Злобный разум Клайда, однако, не остановился на столь простом унижении. Поскольку подразумевается, что я имею дело с тем, что Клайд называет «туристическими делами», я был наряжен в некое убранство.
(Если судить по первым клиентам, которые подходили ко мне в тот, самый первый, день на новом маршруте, «туристы» представляются мне теми же самыми лицами без определенных занятий, которым я продавал в деловом районе. В керосиновом угаре, они, вне всякого сомнения, просто забрели, спотыкаясь, в Квартал и единственно в силу этого, по сенильному представлению Клайда, могут квалифицироваться как «туристы». Интересно, у Клайда вообще была когда-либо возможность видеть тех дегенератов, хронических неудачников и бродяг, которые покупают и, очевидно, кормятся «райскими» продуктами? Между остальными киоскерами — совершенно сломленными жизнью и недужными скитальцами, чьи имена звучат примерно как «Кореш», «Старик», «Приятель», «Длинный», «Кабан» и «Чувак» — и моими клиентами я, очевидно, пойман в капкан чистилища заблудших душ. Тем не менее, тот простой факт, что в наш век все они потерпели сокрушительный провал, поистине сообщает им некое свойство духовности. Кто знает, возможно, они, эти втоптанные в грязь бедолаги, могут оказаться святыми нынешней эры: прекрасно сломанные жизнью старые негры с бронзовыми глазами; загубленные бродяги с пустошей Техаса и Оклахомы; разоренные сезонники, взыскующие пристанища в кишащих грызунами городских трущобах.)
(Тем не менее, я надеюсь, что в своем старческом слабоумии мне не придется полагаться на «горячие собаки» как на источник пропитания. Продажей моих трудов можно будет извлечь какую-то выгоду. При нужде можно будет обратиться к лекционным гастролям, следуя по пятам за ужасной М.Минкофф, чьи преступления против вкуса и пристойности уже были описаны для вас, любезные читатели, в деталях, — для того, чтобы расчистить валуны невежества и бесстыдства, к тому времени уже рассеянные ею по различным лекционным аудиториям страны. Возможно, тем не менее, что и в ее первой аудитории найдется человек достаточно добродетельный, чтобы стащить ее с кафедры и немного отхлестать бичом по эрогенным зонам. Невзирая на все те духовные качества, которыми могут обладать трущобы, они определенно не отвечают никаким стандартам в области физического комфорта, и я серьезно сомневаюсь, сможет ли мое значительное и хорошо сформированное телосложение легко адаптироваться к проведению ночей на голой земле в переулках. Я бы несомненно предпочел держаться поближе к садово-парковым скамейкам.
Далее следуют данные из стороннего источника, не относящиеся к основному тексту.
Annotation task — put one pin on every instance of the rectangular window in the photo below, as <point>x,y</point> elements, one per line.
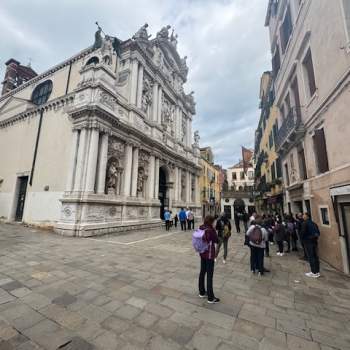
<point>320,151</point>
<point>286,30</point>
<point>273,171</point>
<point>278,168</point>
<point>310,74</point>
<point>286,173</point>
<point>276,61</point>
<point>324,213</point>
<point>302,164</point>
<point>271,140</point>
Следовательно, сами мои размеры могут служить гарантией против того, чтобы опускаться слишком низко в рамках структуры нашей цивилизации. [В конечном итоге, я вовсе не убежден, что необходимо некоторым образом достичь самого дна для того, чтобы начать рассматривать обзество субъективно. Вместо того, чтобы двигаться вертикально вниз, можно перемещаться горизонтально наружу, к точке достаточной непредубежденности, где не обязательно предотвращаются минимальные удобства естества. Я был там — на самом краю нашего века, — когда катаклизмическая невоздержанность моей матери, как всем вам хорошо известно, катапультировала меня в лихорадку современного существования. Чтобы быть до конца честным, я должен признаться, что с тех пор положение неуклонно становилось все хуже и хуже. Условия испортились. Минкофф, моя бесстрастная пассия, обернулась против меня. Даже моя мать, движитель моего разрушения, начала кусать длань, кормящую ее. Мой цикл опускается все ниже. О, Фортуна, капризная фея моя!] Лично я пришел к выводу, что недостаток питания и удобств отнюдь не облагораживает дух, а, скорее, порождает в человеческой душе одну лишь тревожность и направляет все лучшие импульсы индивида только на то, чтобы добыть себе какое-либо пропитание. Несмотря даже на то, что я в самом деле веду Богатую Внутреннюю Жизнь, мне еще необходимы хоть какая-то еда и удобства.)